国立感染症研究所は13日、2017年第1週(1月2~8日)の定点当たりのインフルエンザ報告数が10.58となり、今季初めて注意報レベルの10を超えたと発表した。定点報告数を基に推計した1週間の受診者数は、前週の約59万人から大きく増加し、約81万人となった。
直近5週間のウイルス検出状況をみると、A香港型(AH3亜型)の検出割合が最も多く、次いでB型、AH1pdm09の検出割合が同程度となっている。
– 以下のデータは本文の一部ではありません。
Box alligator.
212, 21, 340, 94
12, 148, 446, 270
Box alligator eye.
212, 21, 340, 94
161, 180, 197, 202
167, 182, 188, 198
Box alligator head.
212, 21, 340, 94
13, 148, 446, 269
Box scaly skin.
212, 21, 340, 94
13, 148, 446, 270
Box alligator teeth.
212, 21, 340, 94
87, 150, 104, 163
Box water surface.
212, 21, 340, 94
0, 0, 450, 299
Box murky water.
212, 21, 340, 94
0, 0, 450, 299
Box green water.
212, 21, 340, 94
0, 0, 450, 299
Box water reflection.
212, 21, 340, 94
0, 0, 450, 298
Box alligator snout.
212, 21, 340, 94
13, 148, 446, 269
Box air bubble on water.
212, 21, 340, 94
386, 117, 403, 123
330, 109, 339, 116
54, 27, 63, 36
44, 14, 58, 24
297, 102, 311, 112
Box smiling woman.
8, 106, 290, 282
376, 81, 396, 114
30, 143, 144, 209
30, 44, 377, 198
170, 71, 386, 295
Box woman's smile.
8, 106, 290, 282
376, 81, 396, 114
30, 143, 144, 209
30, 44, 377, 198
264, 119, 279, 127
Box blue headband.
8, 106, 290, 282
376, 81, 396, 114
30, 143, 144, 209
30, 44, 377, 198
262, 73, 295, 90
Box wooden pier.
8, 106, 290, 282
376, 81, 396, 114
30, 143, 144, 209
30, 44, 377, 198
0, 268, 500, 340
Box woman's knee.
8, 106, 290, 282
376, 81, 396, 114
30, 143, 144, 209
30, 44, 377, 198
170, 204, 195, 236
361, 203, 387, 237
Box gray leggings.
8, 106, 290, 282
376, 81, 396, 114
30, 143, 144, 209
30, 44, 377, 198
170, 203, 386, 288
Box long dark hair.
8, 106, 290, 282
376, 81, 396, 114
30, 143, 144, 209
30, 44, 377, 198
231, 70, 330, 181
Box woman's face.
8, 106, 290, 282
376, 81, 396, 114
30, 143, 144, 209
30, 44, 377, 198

高齢者がA香港型に罹患すると、肺炎球菌などによる細菌性肺炎の合併を起こして重症化することが知られているが、けいゆう病院の菅谷憲夫氏は「今季は高齢者に対するワクチンの効果には期待できない」と話している。
A香港型に対するワクチンの発病防止効果は、一般的に、健康成人で高くて30%、高齢者では20%程度と言われており、B型(50~60%)などと比べて低い。A香港型は2年前にも世界的に流行したが、当時のデータから考えると現実には効果はもっと低くなり、高齢者にはほとんど効かないかもしれない。ウイルスに変異が加わると、健康成人を含めてさらに効果は落ちるだろう。
つまり、今季はワクチンを接種した人も安心できない。タミフルの予防投与などに取り組んでいる医療機関もあると思うが、医師・看護師にもワクチンが効かず、例年より院内感染が発生しやすいことに十分注意してほしい。